3) REJECT the R1 Model
Faculty at many small colleges often find themselves facing unrealistic demands for scholarship, which is based on the dominance of the research university model that prioritizes scholarship. However, small colleges do not have the kinds of resources to offer to their faculty that R1s do, and they require more teaching and more intensive forms of student-teacher interactions. This can lead to faculty burnout and less available time to devote to governance. While working as hard as we do on our scholarly work and teaching, it is important to keep our institutions honest about the full range of the labor we perform and insist on the recognition of faculty labor related to governance.”
4) Don’t Do Everything . . . But Do What Is Yours to Do
Shared governance doesn’t mean that the faculty participates in everything or that every decision needs to be deliberated by everyone. The faculty has areas of primacy: “curriculum, subject matter and methods of instruction, research, faculty status, and those aspects of student life that relate to the educational process.” We should focus on those to strengthen governance and to make our contributions more meaningful. The Parking Ticket Appeals Committee will survive without faculty representation.

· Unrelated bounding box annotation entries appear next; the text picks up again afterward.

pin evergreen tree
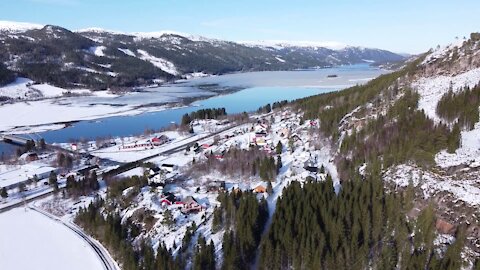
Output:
[275,141,283,155]
[48,171,58,192]
[0,187,8,198]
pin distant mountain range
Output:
[0,22,405,89]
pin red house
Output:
[182,196,203,214]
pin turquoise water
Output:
[0,65,385,153]
[34,87,335,142]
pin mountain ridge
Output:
[0,22,405,89]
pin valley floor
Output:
[0,207,104,270]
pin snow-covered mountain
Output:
[297,33,480,260]
[0,22,405,89]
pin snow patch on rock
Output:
[137,50,179,76]
[412,68,480,123]
[435,123,480,168]
[118,48,136,57]
[383,164,480,206]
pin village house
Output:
[181,196,203,214]
[151,135,170,146]
[160,163,177,172]
[19,152,38,162]
[253,185,267,193]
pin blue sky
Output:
[0,0,480,53]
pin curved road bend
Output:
[29,206,120,270]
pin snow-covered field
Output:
[0,208,103,270]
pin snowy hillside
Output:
[0,22,404,90]
[0,21,43,33]
[0,208,104,270]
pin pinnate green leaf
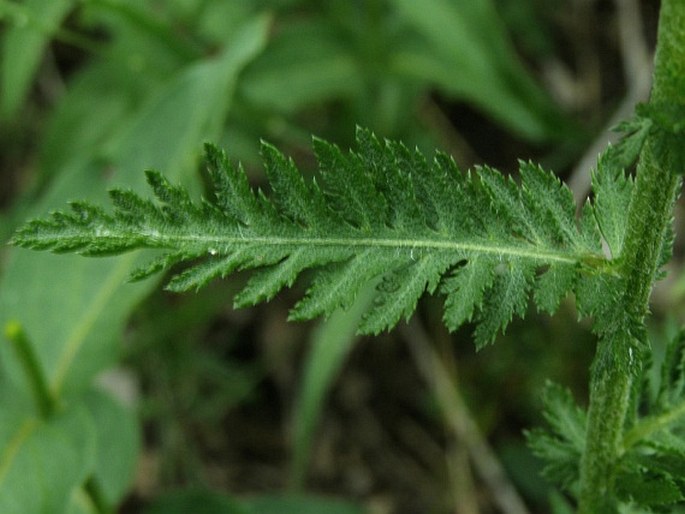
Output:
[13,129,620,347]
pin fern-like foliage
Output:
[527,332,685,504]
[13,126,616,346]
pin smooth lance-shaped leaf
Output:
[13,129,606,347]
[0,13,269,395]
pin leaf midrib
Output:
[93,232,604,264]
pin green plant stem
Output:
[579,0,685,514]
[5,321,57,419]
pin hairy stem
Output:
[5,321,57,419]
[579,0,685,514]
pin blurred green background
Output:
[0,0,668,514]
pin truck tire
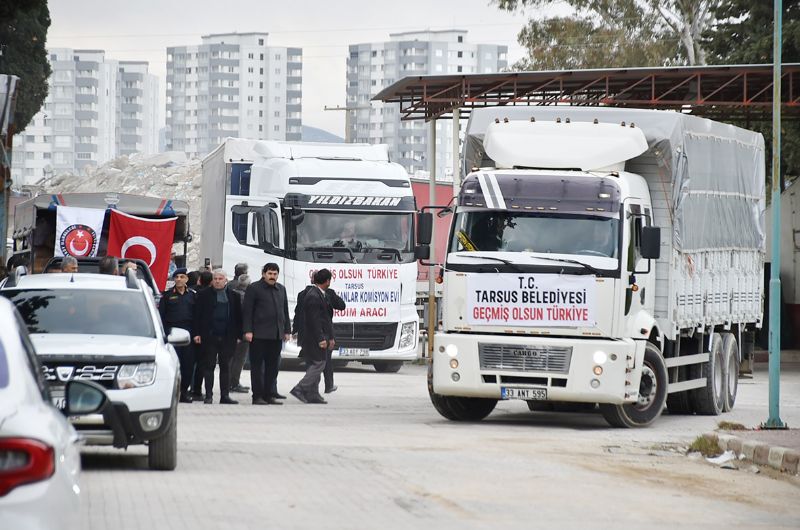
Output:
[428,365,497,421]
[600,342,669,428]
[691,333,726,416]
[373,361,403,374]
[722,333,739,412]
[147,405,178,471]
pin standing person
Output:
[291,269,336,403]
[192,269,242,405]
[228,272,250,394]
[247,263,291,405]
[292,274,347,394]
[158,267,196,403]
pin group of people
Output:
[159,263,345,405]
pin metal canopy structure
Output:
[372,63,800,121]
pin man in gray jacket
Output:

5) Friends Don’t Let Friends Say ‘No’ to Participation in Governance
Contrary to much of the advice we hear in graduate school, participation in governance and committee work is not something to be avoided. It’s something that should be actively encouraged and cultivated as it brings many rewards to the individual involved. On small campuses junior faculty who are involved in governance build networks beyond their department, feel connected to the institution, and feel supported by their colleagues. These networks and bonds allow them to draw on the collective wisdom and mentoring of a larger group of faculty.
6) Expand Your Expertise; Learn Robert’s Rules
Participation in governance teaches faculty a new (or relatively unexplored) set of skills – negotiation, agenda building, navigating parliamentary procedure, mentoring, community organizing, to name just a few. These are valuable skills to have and prove useful beyond the academic context as well.

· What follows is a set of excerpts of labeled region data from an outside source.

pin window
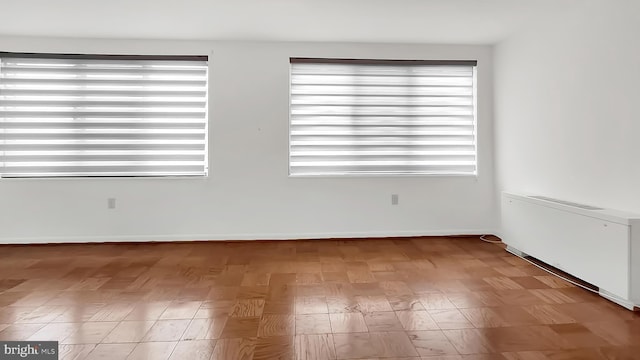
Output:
[289,58,477,175]
[0,53,207,177]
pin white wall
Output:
[495,0,640,213]
[0,38,495,243]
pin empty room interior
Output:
[0,0,640,360]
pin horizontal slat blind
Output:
[289,59,476,175]
[0,54,207,177]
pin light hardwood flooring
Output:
[0,237,640,360]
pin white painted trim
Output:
[0,229,495,245]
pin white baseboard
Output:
[0,229,494,245]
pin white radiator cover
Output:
[501,192,640,310]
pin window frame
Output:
[0,51,211,181]
[287,56,480,182]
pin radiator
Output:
[500,193,640,310]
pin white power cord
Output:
[512,253,600,295]
[480,235,502,244]
[480,235,600,295]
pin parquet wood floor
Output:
[0,237,640,360]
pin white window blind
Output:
[0,53,207,177]
[289,58,477,175]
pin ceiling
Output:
[0,0,584,44]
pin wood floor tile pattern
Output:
[0,237,640,360]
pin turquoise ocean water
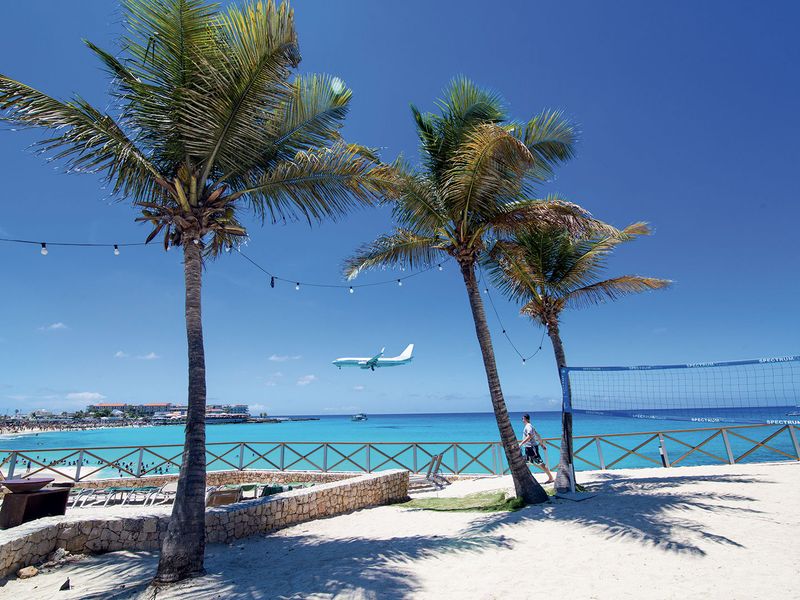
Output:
[0,412,794,475]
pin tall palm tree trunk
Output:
[547,321,575,492]
[460,262,547,504]
[156,240,206,583]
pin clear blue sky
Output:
[0,0,800,414]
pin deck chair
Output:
[259,484,288,498]
[145,481,178,506]
[206,488,242,508]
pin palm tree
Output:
[0,0,390,582]
[488,223,671,491]
[345,78,604,503]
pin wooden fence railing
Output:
[0,425,800,482]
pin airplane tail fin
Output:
[397,344,414,360]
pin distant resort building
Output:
[86,402,250,422]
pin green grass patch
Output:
[400,490,525,512]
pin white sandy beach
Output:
[0,463,800,600]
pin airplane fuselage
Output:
[333,344,414,371]
[333,356,414,369]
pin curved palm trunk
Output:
[156,243,206,583]
[547,321,575,492]
[460,263,547,504]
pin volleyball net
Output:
[561,356,800,425]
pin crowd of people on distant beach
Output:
[0,419,151,435]
[23,454,170,477]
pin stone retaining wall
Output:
[75,469,359,489]
[0,470,408,577]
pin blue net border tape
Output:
[561,355,800,372]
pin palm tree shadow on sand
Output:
[18,473,771,600]
[32,533,512,600]
[465,473,771,556]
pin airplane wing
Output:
[366,348,386,371]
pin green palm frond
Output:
[492,194,620,237]
[232,144,396,222]
[0,75,161,195]
[557,222,650,289]
[344,228,447,279]
[392,162,448,235]
[117,0,222,165]
[346,77,580,282]
[513,110,577,179]
[267,75,353,152]
[188,0,300,183]
[487,220,670,324]
[565,275,672,308]
[443,123,533,234]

7) Saving Academic Governance, One Faculty Member at a Time
Faculty governance can’t be the work of a few of the “usual suspects.” To sustain strong faculty governance, the investment in it needs to be inter-generational and widespread. Otherwise, governance structures are doomed to fail and faculty rights will surely erode.
8) It’s Not Just Service; it’s Power
It’s unfortunate that we use the word “service” to refer to the work of academic governance. The word does not accurately reflect what participation in governance actually does for faculty: it gives us control, authority, and power over our work lives. These are not acquired through serving, but through governing.
Afshan Jafar is associate professor of sociology at Connecticut College. She is vice president of the AAUP chapter and chair-elect of the Faculty Steering and Conference Committee. Simon Feldman is associate professor of philosophy and chair of the philosophy department at Connecticut College. He is president of the AAUP chapter and a member of the Faculty Steering and Conference Committee. Joan C. Chrisler is The Class of ’43 Professor of Psychology at Connecticut College. She is chair of the Faculty Steering and Conference Committee, a member at large of the AAUP chapter, and a past president of the Connecticut state conference of the AAUP.